Горын молчит, лежит, длинно и тяжело дышит: под челюстью сходится и расходится, тяжко подрагивая, объёмный чешуйчатый зоб.
Потом он рычит.
Такого низкого звука нигде не услышишь. Даже матёрые туры так не умеют.
Я решаю, что дело закончено: разведка сделана, пора уходить.
Я поворачиваюсь и бегу назад: туда, откуда пришёл.
Повторяю: все мнения о том, что смертоносная тварь стара и слаба, могут быть ошибкой.
Вчера он еле ползал – а сегодня разорвёт тебя пополам; и никто не удивится.
С обратной стороны тына с брёвен свисают многочисленные верёвки: лыковые, конопляные, льняные, кожаные; иногда это целые сети из узлов и петель – лезь и не зевай.
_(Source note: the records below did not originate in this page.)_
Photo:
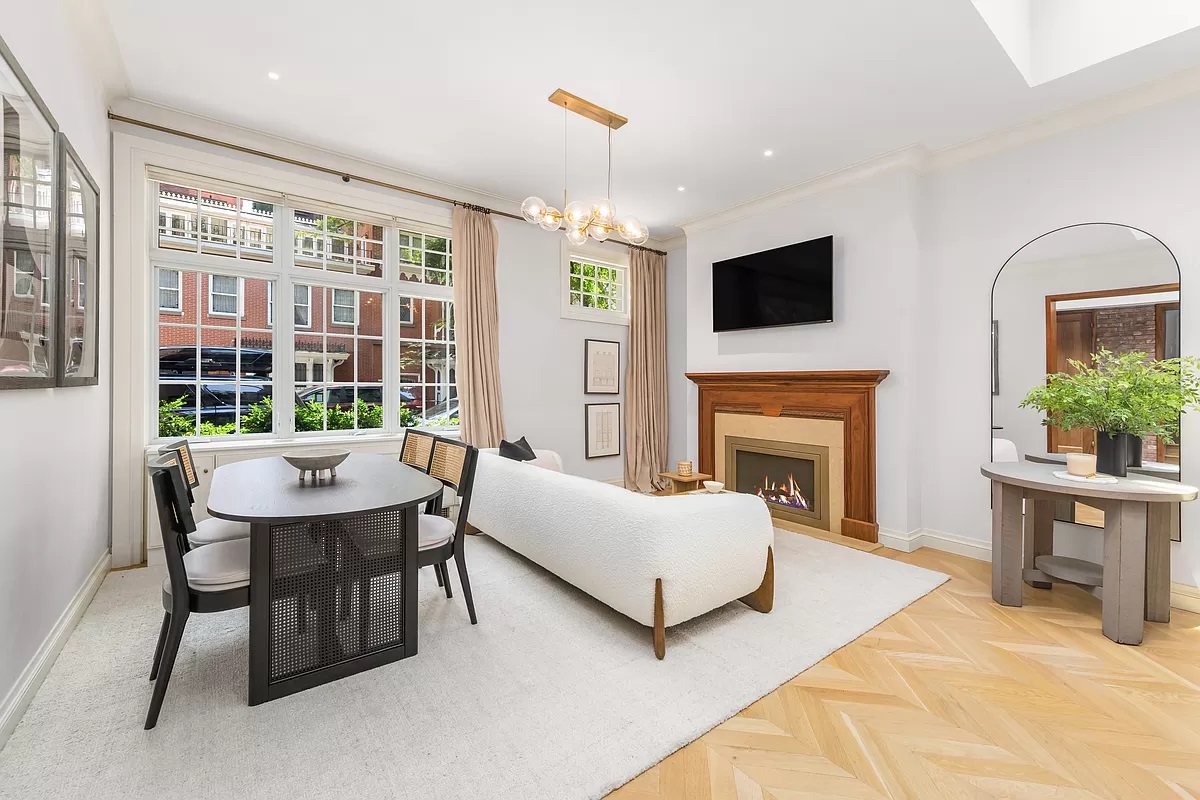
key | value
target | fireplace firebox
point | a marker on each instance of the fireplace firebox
(793, 479)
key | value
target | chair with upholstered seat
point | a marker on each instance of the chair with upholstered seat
(438, 539)
(205, 579)
(210, 530)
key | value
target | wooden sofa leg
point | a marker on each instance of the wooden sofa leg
(763, 597)
(660, 633)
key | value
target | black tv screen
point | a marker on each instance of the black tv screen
(786, 286)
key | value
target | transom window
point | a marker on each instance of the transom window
(595, 289)
(371, 335)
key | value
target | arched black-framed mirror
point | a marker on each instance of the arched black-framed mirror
(1066, 295)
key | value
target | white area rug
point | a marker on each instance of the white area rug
(552, 695)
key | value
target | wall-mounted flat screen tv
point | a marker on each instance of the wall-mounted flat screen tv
(786, 286)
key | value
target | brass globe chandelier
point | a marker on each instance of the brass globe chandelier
(583, 221)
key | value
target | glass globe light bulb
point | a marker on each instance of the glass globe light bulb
(577, 212)
(533, 209)
(604, 211)
(552, 220)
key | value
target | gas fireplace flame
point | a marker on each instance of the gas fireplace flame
(786, 493)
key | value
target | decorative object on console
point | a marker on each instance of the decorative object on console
(1121, 397)
(477, 325)
(582, 221)
(603, 434)
(29, 329)
(315, 462)
(601, 367)
(78, 270)
(519, 450)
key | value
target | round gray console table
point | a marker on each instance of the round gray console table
(1134, 582)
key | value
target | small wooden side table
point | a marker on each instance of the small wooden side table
(681, 483)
Много сотен мужиков постаралось, увязывая эти петли; я переваливаю через верх – и спрыгиваю в бездонные крапивно-малинные заросли.
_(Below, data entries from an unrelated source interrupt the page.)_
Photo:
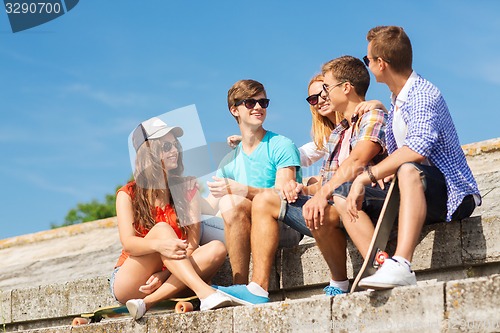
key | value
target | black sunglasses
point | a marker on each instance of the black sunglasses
(167, 146)
(366, 60)
(314, 99)
(251, 102)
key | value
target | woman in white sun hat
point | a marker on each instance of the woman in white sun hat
(157, 222)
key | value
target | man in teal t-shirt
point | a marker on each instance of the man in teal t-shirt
(262, 161)
(259, 168)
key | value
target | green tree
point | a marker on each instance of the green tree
(91, 211)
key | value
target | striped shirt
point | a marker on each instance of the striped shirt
(431, 133)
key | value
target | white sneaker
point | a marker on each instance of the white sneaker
(215, 301)
(136, 308)
(391, 274)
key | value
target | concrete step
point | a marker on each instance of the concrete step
(447, 251)
(468, 305)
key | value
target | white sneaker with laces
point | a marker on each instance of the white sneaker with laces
(136, 308)
(215, 301)
(391, 274)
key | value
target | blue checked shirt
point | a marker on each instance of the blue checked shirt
(431, 133)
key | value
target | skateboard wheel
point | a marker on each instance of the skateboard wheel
(79, 321)
(381, 256)
(183, 307)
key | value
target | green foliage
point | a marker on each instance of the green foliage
(91, 211)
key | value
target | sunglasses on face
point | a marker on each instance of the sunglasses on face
(327, 88)
(251, 102)
(314, 99)
(167, 146)
(366, 60)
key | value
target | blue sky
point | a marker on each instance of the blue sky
(73, 89)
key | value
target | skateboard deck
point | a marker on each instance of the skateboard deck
(179, 305)
(385, 222)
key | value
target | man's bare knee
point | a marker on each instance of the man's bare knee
(235, 209)
(267, 202)
(409, 175)
(340, 203)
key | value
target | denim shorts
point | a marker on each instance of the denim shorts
(436, 196)
(112, 282)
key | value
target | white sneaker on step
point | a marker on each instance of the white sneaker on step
(215, 301)
(136, 308)
(391, 274)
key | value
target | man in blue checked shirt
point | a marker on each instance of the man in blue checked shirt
(434, 179)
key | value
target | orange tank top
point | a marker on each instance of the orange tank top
(165, 215)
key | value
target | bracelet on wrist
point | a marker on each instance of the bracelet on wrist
(370, 174)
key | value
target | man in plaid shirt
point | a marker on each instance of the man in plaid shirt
(434, 179)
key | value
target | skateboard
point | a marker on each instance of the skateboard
(179, 305)
(376, 252)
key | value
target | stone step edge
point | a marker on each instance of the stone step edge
(439, 307)
(66, 295)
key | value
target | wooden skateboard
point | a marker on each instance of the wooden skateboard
(179, 305)
(376, 252)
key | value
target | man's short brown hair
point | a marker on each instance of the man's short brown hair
(349, 69)
(243, 89)
(393, 45)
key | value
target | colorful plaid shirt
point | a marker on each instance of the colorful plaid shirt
(371, 127)
(431, 133)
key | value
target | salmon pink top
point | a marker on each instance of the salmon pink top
(165, 215)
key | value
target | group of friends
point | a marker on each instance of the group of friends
(265, 205)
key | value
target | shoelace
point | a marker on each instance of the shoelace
(332, 291)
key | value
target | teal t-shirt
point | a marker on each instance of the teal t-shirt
(259, 168)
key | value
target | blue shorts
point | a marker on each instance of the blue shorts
(373, 200)
(291, 214)
(436, 196)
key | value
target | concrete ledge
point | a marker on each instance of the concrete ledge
(474, 305)
(470, 305)
(447, 251)
(409, 309)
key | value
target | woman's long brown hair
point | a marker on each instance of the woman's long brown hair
(154, 182)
Те, кто думают, что воинское дело сопряжено с великой славой, пусть представят себе этот прыжок в обжигающие, сырые колючие крапивные стебли высотой в два человеческих роста.
Безжалостные объятия мёртвого леса не менее страшны, чем удар змеевой лапы.
Я выхватываю топор и дубину, и обеими руками пробиваю себе дорогу на свет. Выхожу к помосту, к костру.
Маленький отряд меня ждёт, я смотрю в лица, вымазанные требной кровью, и у меня на миг перехватывает дыхание.
Не надо им туда, за тын, думаю я. Не надо лезть к змею в пасть. Оттого нежить и зовётся нежитью, что видеть её людям нежелательно – она существует в одном кругу, в одном поселенном пузыре, а люди – в другом, и эти пузыри не должны пересекаться.
Мальчишка Потык пусть волхвует.
Тороп пусть сидит возле жены.
А Марья – с ней сложней.
Для начала ей хорошо бы всё рассказать. Жаль, что нельзя.